Jimmy: In light of everything you just described, why is hunger looked at as a positive in the context of a health regimen? I’ve heard from a lot of so-called people in the diet realm that, “A little bit of hunger is okay, it means your body is on the right track.” Or are they wrong?

David: I think it’s a cultural delusion. Hunger is a primal metabolic sign that the concentration of calories in your blood is low. What does the brain care most about? Fuel supply. If the fuel supply to the brain is interrupted for a second, you’re going to have a problem. You’ll lose consciousness and after a few minutes you’ll have a seizure, coma, and if that continues you die.

We have deeply ingrained mechanisms that date back hundreds of millions of years to prevent inadequate fuel supply to the brain. Hunger is the first sign that there is a metabolic problem.

Humans don’t do well with deprivation. There’s no reason for it. Clearly we were not designed genetically to be gaining weight generation after generation.

Another thing the body does if you don’t eat is secrete stress hormones.

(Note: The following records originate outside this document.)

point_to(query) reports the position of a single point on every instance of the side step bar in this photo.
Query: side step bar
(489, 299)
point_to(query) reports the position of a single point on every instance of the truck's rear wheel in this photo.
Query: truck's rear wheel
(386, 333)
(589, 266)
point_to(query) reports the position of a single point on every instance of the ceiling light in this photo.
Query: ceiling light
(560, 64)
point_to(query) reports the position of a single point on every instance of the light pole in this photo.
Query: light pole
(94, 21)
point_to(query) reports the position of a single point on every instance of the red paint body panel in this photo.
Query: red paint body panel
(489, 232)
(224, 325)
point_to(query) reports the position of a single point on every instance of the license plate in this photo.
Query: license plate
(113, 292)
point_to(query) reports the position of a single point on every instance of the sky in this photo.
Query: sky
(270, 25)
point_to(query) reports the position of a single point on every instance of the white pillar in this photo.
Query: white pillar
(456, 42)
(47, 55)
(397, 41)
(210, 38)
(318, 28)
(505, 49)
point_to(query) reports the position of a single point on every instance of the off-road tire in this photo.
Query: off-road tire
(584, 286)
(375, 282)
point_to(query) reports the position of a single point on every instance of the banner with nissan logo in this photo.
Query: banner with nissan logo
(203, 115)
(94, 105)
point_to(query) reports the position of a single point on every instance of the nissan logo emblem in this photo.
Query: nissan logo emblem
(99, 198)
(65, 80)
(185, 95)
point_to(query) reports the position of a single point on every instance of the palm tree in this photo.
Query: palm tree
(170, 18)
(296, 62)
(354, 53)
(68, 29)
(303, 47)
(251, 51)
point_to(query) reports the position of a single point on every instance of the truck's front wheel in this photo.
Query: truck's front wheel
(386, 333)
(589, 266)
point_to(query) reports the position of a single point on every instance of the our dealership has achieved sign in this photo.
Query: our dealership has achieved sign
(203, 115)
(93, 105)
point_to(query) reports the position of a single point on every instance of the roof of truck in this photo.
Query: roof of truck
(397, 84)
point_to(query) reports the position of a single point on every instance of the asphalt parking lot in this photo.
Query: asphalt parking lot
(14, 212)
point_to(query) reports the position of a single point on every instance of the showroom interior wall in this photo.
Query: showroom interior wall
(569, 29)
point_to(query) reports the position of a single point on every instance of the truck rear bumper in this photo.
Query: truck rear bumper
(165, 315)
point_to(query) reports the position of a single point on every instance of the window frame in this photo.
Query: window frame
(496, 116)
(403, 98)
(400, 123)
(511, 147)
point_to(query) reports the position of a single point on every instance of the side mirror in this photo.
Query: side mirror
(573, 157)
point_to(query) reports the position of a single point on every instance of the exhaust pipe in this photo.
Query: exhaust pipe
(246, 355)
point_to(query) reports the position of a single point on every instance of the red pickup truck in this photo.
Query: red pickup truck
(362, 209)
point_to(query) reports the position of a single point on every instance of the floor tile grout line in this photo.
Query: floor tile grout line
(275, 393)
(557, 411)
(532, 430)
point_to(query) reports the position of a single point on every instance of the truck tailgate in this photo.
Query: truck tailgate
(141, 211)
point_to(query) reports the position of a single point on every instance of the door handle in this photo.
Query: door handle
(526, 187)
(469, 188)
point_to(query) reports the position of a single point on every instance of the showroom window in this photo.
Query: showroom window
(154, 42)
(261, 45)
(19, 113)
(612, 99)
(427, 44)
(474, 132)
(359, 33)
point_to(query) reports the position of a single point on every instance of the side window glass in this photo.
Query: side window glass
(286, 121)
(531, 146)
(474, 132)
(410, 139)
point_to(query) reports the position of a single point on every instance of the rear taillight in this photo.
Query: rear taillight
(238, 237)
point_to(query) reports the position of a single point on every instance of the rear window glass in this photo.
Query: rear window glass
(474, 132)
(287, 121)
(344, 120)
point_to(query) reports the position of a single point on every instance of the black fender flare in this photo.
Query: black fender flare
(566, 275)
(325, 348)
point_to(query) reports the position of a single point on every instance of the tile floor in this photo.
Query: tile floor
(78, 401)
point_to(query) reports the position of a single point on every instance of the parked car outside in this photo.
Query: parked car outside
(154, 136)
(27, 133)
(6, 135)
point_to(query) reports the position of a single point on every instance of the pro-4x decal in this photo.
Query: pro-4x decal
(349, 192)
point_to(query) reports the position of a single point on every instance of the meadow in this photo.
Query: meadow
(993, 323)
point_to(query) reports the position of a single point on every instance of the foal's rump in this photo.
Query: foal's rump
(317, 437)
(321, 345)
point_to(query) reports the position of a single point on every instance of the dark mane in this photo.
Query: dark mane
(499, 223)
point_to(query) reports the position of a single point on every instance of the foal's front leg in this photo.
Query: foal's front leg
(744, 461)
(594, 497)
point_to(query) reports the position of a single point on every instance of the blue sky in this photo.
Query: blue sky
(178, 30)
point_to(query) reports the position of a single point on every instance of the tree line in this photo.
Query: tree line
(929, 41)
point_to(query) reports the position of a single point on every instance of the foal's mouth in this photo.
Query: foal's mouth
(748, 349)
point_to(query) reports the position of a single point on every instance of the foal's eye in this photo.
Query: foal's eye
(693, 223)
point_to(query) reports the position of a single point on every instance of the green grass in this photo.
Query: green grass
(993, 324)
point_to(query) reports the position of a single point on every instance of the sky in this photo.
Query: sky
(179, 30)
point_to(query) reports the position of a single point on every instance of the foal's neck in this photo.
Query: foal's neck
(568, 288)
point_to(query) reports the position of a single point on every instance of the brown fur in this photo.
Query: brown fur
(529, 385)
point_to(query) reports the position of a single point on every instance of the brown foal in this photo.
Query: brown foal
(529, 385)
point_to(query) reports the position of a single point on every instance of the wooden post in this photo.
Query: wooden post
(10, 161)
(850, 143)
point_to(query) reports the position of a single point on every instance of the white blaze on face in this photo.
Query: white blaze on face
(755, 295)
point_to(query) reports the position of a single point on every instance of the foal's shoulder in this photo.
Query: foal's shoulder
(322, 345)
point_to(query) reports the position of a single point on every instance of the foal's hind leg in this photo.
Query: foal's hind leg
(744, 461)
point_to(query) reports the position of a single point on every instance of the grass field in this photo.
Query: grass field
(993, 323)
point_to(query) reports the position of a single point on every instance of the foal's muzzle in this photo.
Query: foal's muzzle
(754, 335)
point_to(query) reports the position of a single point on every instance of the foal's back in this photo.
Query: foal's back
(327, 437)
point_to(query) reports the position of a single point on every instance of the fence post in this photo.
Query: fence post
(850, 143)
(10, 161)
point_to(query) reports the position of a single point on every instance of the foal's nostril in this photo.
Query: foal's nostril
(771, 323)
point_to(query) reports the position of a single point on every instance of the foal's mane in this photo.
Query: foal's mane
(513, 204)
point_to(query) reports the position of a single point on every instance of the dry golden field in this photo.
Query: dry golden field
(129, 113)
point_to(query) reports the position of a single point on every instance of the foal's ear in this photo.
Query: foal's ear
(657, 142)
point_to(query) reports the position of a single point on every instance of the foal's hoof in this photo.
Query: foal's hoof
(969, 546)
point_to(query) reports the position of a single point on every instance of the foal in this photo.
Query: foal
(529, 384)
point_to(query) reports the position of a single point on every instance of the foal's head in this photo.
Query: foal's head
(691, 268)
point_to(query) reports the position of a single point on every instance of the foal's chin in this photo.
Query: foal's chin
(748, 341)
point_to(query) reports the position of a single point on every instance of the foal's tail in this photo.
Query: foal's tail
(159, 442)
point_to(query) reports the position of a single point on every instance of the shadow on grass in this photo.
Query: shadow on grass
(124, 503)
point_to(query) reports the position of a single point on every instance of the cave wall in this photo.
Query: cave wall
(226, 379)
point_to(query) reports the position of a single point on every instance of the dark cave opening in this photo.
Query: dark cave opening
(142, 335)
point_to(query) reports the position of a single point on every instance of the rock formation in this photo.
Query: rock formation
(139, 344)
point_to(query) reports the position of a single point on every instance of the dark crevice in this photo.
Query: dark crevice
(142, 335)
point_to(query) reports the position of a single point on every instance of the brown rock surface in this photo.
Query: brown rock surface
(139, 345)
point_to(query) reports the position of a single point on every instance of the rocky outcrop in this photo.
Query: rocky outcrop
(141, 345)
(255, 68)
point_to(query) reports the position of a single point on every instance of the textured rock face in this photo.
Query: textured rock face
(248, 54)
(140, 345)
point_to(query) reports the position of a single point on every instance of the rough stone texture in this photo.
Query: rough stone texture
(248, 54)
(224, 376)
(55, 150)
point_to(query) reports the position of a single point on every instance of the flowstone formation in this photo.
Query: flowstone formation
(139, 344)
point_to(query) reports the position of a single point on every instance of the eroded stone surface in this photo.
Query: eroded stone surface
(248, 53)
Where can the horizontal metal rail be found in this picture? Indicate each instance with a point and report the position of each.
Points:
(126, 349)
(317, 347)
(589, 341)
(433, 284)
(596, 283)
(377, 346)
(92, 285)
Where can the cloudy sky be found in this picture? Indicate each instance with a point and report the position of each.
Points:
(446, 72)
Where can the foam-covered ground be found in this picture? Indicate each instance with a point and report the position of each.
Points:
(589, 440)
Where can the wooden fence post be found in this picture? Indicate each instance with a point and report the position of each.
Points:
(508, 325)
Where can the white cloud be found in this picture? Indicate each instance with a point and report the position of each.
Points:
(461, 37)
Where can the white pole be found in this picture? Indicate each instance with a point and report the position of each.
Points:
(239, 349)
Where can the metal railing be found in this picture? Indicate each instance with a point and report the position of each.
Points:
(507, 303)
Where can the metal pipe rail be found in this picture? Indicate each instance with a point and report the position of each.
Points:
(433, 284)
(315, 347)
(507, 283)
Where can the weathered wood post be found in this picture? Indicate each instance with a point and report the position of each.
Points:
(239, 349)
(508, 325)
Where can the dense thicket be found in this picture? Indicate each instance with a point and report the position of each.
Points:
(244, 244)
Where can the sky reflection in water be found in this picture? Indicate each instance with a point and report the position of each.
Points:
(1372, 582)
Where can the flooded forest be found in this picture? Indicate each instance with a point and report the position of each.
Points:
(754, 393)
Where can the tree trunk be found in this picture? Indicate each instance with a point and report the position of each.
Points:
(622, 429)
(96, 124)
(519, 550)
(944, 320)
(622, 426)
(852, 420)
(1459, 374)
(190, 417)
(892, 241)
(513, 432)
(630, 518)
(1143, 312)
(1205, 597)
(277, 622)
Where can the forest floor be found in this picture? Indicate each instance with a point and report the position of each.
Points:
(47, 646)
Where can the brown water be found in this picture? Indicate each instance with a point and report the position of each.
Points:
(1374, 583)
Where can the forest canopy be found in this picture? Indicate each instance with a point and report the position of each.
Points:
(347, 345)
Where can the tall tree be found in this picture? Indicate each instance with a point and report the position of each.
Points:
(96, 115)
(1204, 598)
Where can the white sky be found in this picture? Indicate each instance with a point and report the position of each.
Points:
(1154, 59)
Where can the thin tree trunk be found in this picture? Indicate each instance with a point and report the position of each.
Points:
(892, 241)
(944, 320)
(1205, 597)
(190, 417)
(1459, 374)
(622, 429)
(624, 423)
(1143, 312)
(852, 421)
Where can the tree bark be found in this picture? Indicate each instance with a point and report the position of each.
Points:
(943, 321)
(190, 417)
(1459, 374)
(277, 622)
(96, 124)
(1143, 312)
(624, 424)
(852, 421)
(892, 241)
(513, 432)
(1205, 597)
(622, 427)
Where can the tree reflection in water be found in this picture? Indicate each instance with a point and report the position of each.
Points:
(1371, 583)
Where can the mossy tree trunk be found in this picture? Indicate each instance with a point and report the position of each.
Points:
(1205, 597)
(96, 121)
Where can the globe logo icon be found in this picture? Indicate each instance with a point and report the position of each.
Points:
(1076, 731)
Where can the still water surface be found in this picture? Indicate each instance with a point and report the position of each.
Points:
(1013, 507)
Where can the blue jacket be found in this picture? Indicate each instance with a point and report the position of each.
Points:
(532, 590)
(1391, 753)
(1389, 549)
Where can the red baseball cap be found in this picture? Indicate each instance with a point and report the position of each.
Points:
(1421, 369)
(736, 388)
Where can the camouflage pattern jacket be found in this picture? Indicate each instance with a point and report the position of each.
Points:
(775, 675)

Cortisol, epinephrine, glucagon, growth hormone. That will begin to yank calories out of storage so you’ll have enough calories for your brain but, if you keep going through these cycles of a metabolic crash followed by stress hormone secretion, you take a toll on your metabolism that is probably not good for your lean body mass. It increases cardiovascular disease risk factors, and diabetes risk factors.

Humans don’t do well with deprivation. There’s no reason for it. Clearly we were not designed genetically to be gaining weight generation after generation. Something is going on in our environment. The most likely factor, and there’s a lot of research to support it, is the highly processed diet especially with the fast acting carbohydrates that do a number on our metabolism by raising insulin so much.

Jimmy: I don’t disagree with you that diet and especially these refined carbohydrates are the biggest culprit, but I wonder if continuous exposure to those refined carbohydrates over a period of years, maybe even decades, makes you that much more sensitive to the effects of even healthy carbohydrates like vegetables and fruits, even more sensitive to things like stress and other lifestyle issues that would impact your weight and make you hungry as well.

David: That’s a great question. Let me tell you about a research study we just published and then how we’ve designed the program to address that very perceptive observation. In the same study in JAMA [The Journal of the American Medical Association] in 2012, we took 21 subjects, brought their weight down and put them on the three diets: Low, moderate, and high-carb, and low, moderate, and high-fat too — just in reverse order. It was randomly assigned but, of course, some people will have been randomly assigned to receive the low-carb diet first. We found that if they ate the low-carb diet first, then the high-carb, low-fat diet didn’t seem to have much adverse affect on their metabolism. In other words, when they ate that low-fat diet second, their metabolic rate didn’t drop that much. When they ate the low-fat diet first, it plunged.

Suggesting that once you spend some time on a higher quality diet, you may be able to reprogram your metabolism to tolerate more carbohydrates in a sustainable way. In our study we found that lasts for at least a month. It may last much longer.

This conversation has been edited and condensed.